The body lay crumpled on the immaculately trimmed grass of the circular lawn. The wound at the victim’s neck looked messy; the dead man’s mouth and eyes were wide open, his hands in front of him caked with dried blood. Beside him a large pool of blood had also dried, deeply staining the grass.
‘Dr Coulthart thinks he bled to death,’ said Denkhaus. McLusky wasn’t sure whether this was an attempt at black humour. Rumour had it that the DSI was on a diet, but the oversized scene suit made him look like a loosely filled weather balloon. McLusky hoped the rumours were unfounded since the superintendent reacted badly to sugar cravings and low-fat foods.
‘Who found him?’ McLusky wanted to know.
‘One of the gardeners,’ said Denkhaus.
‘There’s our killer, then,’ said McLusky distractedly as he squatted down to take a closer look.
‘You’ll find the gardener and his assistant in the kitchen,’ said Denkhaus. ‘You’re in charge, McLusky.’
The DI looked up. ‘DCI Gaunt is due back from leave tomorrow. Will he take over?’
‘DCI Gaunt has been … erm … unavoidably detained. It’s your investigation, McLusky. Report directly to me.’ He nodded a goodbye towards the pathologist. ‘Jon.’
McLusky waited until Denkhaus had swished out of earshot, then turned to his sergeant. ‘Gaunt unavoidably detained? Things are looking up.’
Detective Chief Inspector Gaunt was almost universally disliked; McLusky was not sure whether Dr Coulthart shared this sentiment until the doctor said, ‘Indeed, indeed.
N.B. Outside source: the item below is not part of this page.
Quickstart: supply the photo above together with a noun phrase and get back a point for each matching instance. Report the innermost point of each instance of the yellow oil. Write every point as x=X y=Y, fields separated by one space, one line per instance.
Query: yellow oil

Long may it last. And I think it could.’
‘Why, what have you heard?’ McLusky prompted.
‘DCI Gaunt bought a holiday home in Spain; he may have mentioned it …’
‘Once or twice,’ said Austin. Gaunt had talked of it incessantly.
‘He somewhat overdid the celebrations at a restaurant in
a nearby town, then drove home and on the way knocked a local girl off her scooter. Gaunt didn’t stop. The Spanish police have arrested him for drink-driving, dangerous driving and leaving the scene of an accident.’
‘Hit and run? Excellent,’ said McLusky and meant it. ‘And the girl?’
‘In hospital. Broken leg, broken wrist.’
McLusky pulled a painful grimace. ‘In that case “unavoidably detained” was an accurate description. OK, celebrations over; what have we got here, doctor?’
They were still closely surrounded by crime scene technicians making a fingertip search. One of them was trying to get a metal detector to work, calling forth pitiful squeals from the equipment and noisily complaining about it. ‘This thing is utter crap. My nephew has a better one.’
‘I’m pretty certain it’s a gunshot wound,’ said Coulthart.
‘Handgun?’
‘Most likely culprit. Fairly close range, by the looks of it. Bullet went through his neck, severed the carotid artery on that side. Game over. You can see there’ – he gently moved the head to give the officers a better view – ‘the exit wound.’
‘Is that what it is?’ All McLusky saw was a bloody mess as if a wild animal had taken a bite out of the man’s neck. He hooked a thumb over his shoulder. ‘So is he looking for our bullet?’